View Full Version : g-body/s10 ball joints

12-07-2008, 12:48 PM
well, i cant sleep lately. so ive been messing around on the internet. sometimes thats a good thing, sometimes its not. this is one of times where the jury is still out for me.

i found some references to circle track guys doing stock replacement sourced tall ball joints on their cars. with the S10 being the same as the g-body/metric chassis, this directly applies to me. the numbers they listed were a K6117 and a K3136.
i went to the AFCO site, as this was the cheapest manufacturer that listed tall ball joints by application. their cross reference for their tall G-body ball joint was to.... a K3136 (upper). this ball joint turns out to be sourced from an 82 chevy fullsize truck, 1/2 ton, 2wd. the K6117 (lower) is sourced from 71-76 b-body impala.

armed with this information, i went to the parts store to get some ball joints. i got the stock S10 ones, AFTER i confirmed that they used the exact same part number as a G-body or Metric chassis car. i also had them cross refernce the part numbers i found (which are moog by the way) to the autozoned equivalent. upper was a FA903, and the lower is a FA1014.

i brought all these home, broke out my somewhat accurate measuring tools (only go down to 1/32), my spare spindles and lower control arms, and strated playing on the workbench.

heres my measurments for each.

Lower, FA1014
overall height from mountng surface to top of taper: 3 in
Mount diameter: 2 in
Taper 10 degree
Diameter of threads: 3/4

Lower, stock
overall height from mountng surface to top of taper: 2 21/32
Mount diameter: 2 1/4 in
Taper 10 degree
Diameter of threads: 5/8

which, after reaming the slightly larger hole in the spindle should make the non standard ball joint about 1/4 inch taller.

the upper fit the spindle without issue, and install heights were:
stock: 1 3/8
FA903 1 29/32

making the non standard about 1/2 taller. the only issue is that the mounting flange is different. comparing it to the upper control arm on my truck, it appears that with minor wallering of the holes in the mounting point on the control arm, it should drop right in.

so, using the circle track suggested, non standard replacements would yeild me a 1/4 taller lower, and a 1/2 taller upper. 3/4 total taller effective spindle height. the howe ball joints provide a 1 inch taller effective spindle height.

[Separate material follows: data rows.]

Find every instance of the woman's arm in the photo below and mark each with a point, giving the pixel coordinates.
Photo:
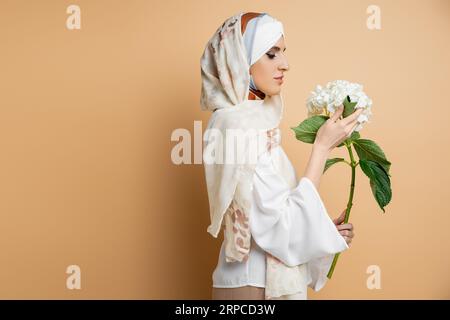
(316, 164)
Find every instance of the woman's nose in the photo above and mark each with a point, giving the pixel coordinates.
(284, 65)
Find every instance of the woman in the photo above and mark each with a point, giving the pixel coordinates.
(278, 236)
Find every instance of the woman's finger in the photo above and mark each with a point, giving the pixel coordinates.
(352, 117)
(337, 114)
(353, 126)
(340, 219)
(345, 226)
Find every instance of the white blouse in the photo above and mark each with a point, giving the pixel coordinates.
(288, 220)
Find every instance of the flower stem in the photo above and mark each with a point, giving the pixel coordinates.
(349, 203)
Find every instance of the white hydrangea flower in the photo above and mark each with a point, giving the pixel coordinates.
(327, 99)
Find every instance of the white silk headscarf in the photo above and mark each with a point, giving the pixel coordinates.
(225, 66)
(261, 33)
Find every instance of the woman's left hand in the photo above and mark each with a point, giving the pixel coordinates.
(346, 229)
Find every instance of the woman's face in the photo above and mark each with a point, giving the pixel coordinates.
(273, 64)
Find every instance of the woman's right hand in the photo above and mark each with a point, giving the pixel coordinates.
(334, 131)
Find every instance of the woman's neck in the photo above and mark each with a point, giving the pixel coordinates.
(256, 95)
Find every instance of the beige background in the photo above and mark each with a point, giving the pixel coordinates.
(86, 118)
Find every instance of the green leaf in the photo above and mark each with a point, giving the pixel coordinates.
(379, 181)
(330, 162)
(354, 136)
(306, 131)
(349, 107)
(369, 150)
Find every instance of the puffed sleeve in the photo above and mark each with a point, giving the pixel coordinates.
(292, 224)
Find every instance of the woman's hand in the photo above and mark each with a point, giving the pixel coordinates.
(334, 131)
(346, 229)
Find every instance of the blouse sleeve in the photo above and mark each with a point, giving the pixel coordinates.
(292, 224)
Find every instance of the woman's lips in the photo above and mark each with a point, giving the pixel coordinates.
(279, 79)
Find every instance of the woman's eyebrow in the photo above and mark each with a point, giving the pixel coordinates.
(275, 48)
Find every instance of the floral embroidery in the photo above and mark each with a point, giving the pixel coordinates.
(273, 136)
(237, 233)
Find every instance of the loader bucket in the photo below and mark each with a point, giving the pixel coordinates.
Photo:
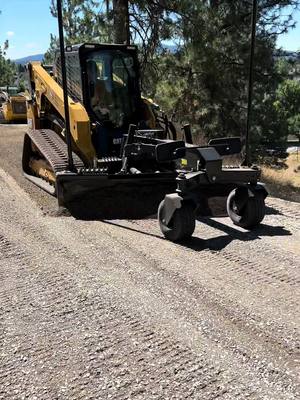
(113, 196)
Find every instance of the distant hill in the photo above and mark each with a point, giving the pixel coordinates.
(25, 60)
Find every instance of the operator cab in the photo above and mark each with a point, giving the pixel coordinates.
(105, 79)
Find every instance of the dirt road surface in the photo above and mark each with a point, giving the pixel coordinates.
(111, 310)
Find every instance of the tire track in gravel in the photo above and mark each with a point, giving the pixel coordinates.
(158, 352)
(58, 280)
(290, 347)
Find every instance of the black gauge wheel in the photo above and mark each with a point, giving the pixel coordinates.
(181, 225)
(248, 215)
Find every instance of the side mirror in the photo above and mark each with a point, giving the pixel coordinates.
(92, 88)
(170, 151)
(226, 146)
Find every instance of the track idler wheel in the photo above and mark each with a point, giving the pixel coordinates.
(246, 208)
(182, 223)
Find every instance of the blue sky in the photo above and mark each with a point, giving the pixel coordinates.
(28, 24)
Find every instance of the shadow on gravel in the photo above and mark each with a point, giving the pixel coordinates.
(219, 242)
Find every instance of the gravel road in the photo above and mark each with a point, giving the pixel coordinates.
(111, 310)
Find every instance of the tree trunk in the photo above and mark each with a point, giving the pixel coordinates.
(121, 21)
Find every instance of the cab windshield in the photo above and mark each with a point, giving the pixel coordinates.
(112, 84)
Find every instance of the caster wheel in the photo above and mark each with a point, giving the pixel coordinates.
(250, 214)
(182, 224)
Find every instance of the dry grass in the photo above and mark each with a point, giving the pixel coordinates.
(284, 182)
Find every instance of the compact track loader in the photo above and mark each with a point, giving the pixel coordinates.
(13, 106)
(95, 142)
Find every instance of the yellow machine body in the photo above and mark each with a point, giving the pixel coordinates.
(47, 88)
(14, 109)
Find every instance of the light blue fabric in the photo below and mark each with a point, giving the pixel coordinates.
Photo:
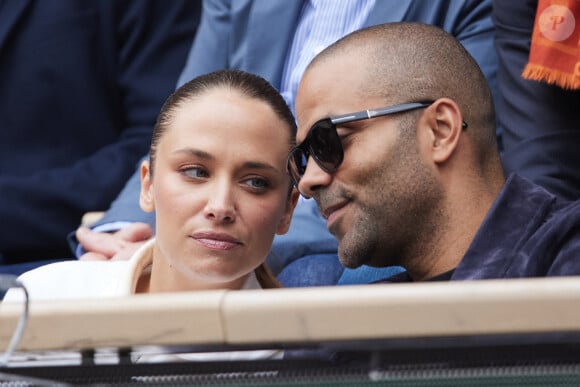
(256, 36)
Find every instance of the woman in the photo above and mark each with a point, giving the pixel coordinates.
(217, 180)
(218, 183)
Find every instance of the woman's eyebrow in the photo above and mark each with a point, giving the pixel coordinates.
(208, 156)
(259, 165)
(195, 152)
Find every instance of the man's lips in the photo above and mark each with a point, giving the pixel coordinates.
(216, 241)
(330, 213)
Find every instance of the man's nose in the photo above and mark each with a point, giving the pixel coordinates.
(314, 178)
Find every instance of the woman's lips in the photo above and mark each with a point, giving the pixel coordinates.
(216, 241)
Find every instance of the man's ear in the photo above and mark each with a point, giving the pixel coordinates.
(446, 126)
(284, 224)
(146, 200)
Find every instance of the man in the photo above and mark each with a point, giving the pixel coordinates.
(81, 83)
(414, 179)
(277, 39)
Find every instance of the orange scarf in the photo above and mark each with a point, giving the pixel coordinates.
(554, 52)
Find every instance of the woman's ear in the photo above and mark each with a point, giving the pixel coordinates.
(446, 125)
(146, 200)
(284, 223)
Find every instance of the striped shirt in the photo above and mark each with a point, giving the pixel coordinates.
(322, 22)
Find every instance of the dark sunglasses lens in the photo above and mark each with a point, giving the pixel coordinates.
(325, 146)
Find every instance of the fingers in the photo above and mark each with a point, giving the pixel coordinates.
(93, 257)
(135, 232)
(97, 242)
(127, 251)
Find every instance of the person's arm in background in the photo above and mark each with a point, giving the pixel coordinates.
(209, 52)
(152, 39)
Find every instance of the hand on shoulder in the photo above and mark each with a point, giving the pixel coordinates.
(120, 245)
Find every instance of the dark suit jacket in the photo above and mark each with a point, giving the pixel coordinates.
(81, 83)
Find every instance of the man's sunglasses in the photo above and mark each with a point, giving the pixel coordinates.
(323, 142)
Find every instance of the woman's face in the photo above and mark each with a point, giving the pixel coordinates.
(219, 189)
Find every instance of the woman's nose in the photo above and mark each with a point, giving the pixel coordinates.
(220, 205)
(313, 179)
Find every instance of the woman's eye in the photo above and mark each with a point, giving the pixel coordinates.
(195, 172)
(257, 183)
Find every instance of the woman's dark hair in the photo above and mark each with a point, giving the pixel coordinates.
(250, 85)
(247, 84)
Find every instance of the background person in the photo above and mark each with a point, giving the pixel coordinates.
(277, 39)
(81, 83)
(217, 180)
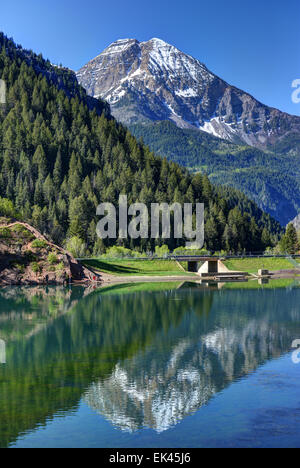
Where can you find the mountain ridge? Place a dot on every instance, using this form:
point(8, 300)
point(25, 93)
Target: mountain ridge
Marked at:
point(153, 80)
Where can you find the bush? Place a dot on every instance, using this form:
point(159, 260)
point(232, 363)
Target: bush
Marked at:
point(76, 247)
point(5, 233)
point(121, 252)
point(60, 267)
point(36, 267)
point(39, 244)
point(7, 208)
point(185, 251)
point(52, 259)
point(162, 251)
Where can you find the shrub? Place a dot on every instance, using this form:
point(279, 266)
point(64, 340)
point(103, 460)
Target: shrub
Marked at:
point(36, 268)
point(52, 259)
point(5, 233)
point(76, 247)
point(7, 208)
point(121, 252)
point(39, 244)
point(162, 251)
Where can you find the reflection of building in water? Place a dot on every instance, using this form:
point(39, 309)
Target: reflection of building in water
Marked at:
point(157, 390)
point(2, 352)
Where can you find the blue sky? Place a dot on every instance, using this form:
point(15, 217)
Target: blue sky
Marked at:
point(251, 44)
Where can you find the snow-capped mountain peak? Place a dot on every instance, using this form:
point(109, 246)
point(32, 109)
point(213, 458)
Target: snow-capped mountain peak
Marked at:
point(153, 80)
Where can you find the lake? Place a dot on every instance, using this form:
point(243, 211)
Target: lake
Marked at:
point(150, 365)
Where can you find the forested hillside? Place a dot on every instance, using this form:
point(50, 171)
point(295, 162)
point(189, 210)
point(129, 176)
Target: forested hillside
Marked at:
point(61, 154)
point(271, 180)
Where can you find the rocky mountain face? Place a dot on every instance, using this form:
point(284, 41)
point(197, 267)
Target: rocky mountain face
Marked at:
point(296, 222)
point(27, 257)
point(151, 81)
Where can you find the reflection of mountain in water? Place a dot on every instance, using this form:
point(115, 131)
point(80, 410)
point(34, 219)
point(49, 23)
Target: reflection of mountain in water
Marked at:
point(139, 359)
point(158, 389)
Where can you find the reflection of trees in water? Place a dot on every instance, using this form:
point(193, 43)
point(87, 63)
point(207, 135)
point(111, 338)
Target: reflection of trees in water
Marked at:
point(154, 359)
point(158, 389)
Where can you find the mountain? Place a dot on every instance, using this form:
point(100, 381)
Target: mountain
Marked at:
point(61, 154)
point(27, 257)
point(296, 222)
point(153, 80)
point(189, 115)
point(271, 180)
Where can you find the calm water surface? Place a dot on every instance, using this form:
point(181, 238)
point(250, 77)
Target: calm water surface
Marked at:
point(181, 365)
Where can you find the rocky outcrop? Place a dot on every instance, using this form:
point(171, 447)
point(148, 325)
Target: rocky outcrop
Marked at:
point(296, 222)
point(27, 257)
point(150, 81)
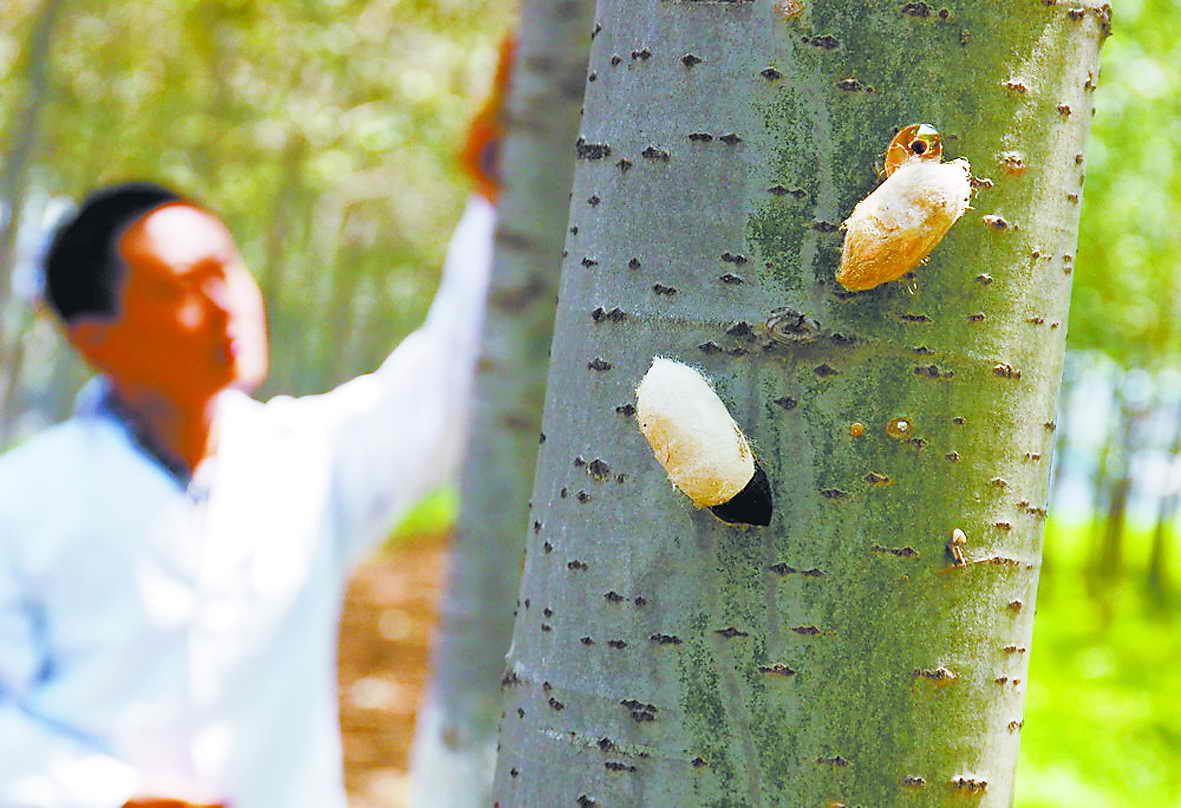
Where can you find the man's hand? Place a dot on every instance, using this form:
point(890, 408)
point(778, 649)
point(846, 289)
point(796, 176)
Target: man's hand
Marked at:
point(164, 802)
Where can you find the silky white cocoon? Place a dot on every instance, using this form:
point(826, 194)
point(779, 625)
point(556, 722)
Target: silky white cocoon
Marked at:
point(691, 434)
point(902, 220)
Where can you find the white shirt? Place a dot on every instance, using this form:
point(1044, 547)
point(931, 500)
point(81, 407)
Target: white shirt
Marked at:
point(180, 640)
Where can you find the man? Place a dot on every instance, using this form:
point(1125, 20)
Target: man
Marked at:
point(173, 558)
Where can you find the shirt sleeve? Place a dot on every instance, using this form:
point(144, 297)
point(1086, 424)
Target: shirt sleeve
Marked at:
point(399, 432)
point(43, 762)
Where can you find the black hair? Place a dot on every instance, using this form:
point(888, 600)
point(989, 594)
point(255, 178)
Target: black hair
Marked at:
point(83, 268)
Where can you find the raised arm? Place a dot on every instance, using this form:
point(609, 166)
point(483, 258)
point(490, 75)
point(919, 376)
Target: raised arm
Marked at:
point(398, 432)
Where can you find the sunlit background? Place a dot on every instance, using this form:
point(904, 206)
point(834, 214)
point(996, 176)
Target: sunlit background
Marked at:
point(325, 134)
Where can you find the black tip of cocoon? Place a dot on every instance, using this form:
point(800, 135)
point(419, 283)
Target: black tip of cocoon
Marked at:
point(751, 505)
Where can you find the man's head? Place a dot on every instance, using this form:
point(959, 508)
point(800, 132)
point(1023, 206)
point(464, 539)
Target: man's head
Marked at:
point(154, 293)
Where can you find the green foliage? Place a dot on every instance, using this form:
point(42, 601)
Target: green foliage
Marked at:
point(1103, 710)
point(1126, 300)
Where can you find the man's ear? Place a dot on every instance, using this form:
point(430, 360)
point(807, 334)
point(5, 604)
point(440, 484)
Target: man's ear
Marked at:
point(90, 337)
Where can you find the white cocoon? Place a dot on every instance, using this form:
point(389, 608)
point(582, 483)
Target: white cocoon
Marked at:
point(691, 434)
point(902, 220)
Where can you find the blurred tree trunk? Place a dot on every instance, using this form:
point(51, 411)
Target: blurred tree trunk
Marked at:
point(24, 132)
point(661, 657)
point(1109, 559)
point(1162, 532)
point(455, 744)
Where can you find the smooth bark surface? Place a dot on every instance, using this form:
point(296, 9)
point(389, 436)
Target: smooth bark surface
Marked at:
point(455, 744)
point(836, 657)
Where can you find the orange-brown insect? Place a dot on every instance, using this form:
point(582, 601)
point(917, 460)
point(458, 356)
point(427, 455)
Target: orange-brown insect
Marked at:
point(894, 228)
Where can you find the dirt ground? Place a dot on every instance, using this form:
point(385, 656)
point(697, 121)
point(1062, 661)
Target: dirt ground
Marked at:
point(390, 611)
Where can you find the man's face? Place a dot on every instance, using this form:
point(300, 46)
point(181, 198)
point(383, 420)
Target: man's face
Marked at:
point(189, 317)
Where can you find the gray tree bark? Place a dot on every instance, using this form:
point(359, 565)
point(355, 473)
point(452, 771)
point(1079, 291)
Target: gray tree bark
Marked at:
point(455, 745)
point(840, 656)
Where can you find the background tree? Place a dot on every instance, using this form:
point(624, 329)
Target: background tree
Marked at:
point(837, 657)
point(455, 749)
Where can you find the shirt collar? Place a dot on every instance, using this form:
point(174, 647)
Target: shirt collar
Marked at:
point(98, 399)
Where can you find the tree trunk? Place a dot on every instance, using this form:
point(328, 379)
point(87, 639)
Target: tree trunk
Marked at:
point(1162, 533)
point(455, 744)
point(661, 657)
point(24, 132)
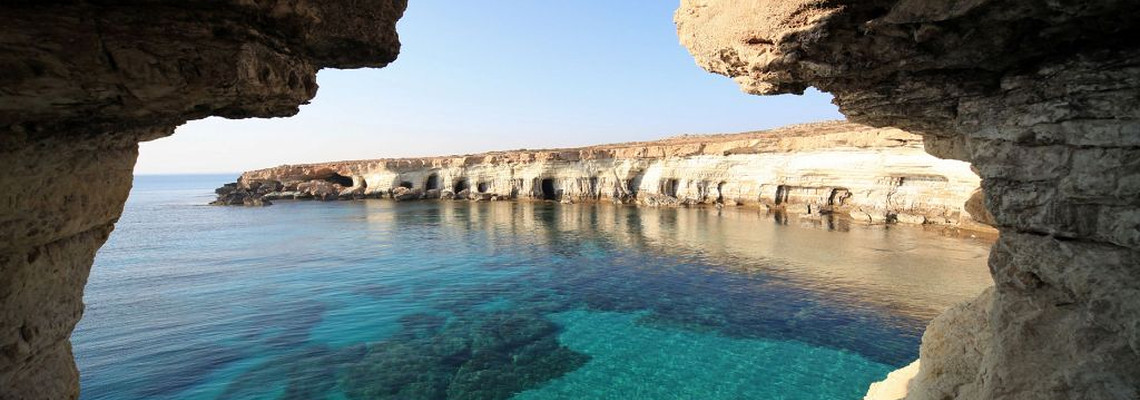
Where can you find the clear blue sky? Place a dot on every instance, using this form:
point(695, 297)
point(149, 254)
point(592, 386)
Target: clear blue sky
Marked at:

the problems so far, and then the cost.
problem 1. the hole for the lower ball joint stud is too small, requireing a good reaming
problem 2. the mounting hole is too big, reqireing a bushing, or maybe a good bead from the welder.
problem 3. you have to enlarge the holes for the upper ball joint mount.

the cost so far:
20 ea for the ball joints. 80 total.
bushings are avalible from AFCO for about 20 a pair.
my machinist would charge around 50 bucks for the spindle reaming.
may still need shorter control arms. 110 a pair, UB machine (supposedly theyre working with me on making a set for this swap, but its been 3 months, and still nothing. im beginning to get irritated)

my way, with cntrol arms: 260.00
juslt lowers: 110

now that ive done that, ive begun to go a little stupid. i know the howes are 1/2 inch at either end, and they do all these wonderful things, but theyre 80 ea. so far minimum, were looking at 320.00, ball joints only. just lowers, 160. thats only 50 bucks for a lot of aggrevation on the bottoms. but with building the truck for the $2009 challenge, 50 is still 50 left for something else. but then again, all the great things ive heard about the ball joint swaps are also done with a lower ball joint thats another 1/4 taller. so...

anyway, im stumped. help me to make the decision. does the 1/4 make that much difference, or not? am i asking for trouble with doing it the way the circle track guys do, or is it street car safe?

thanks for any help you can throw my way.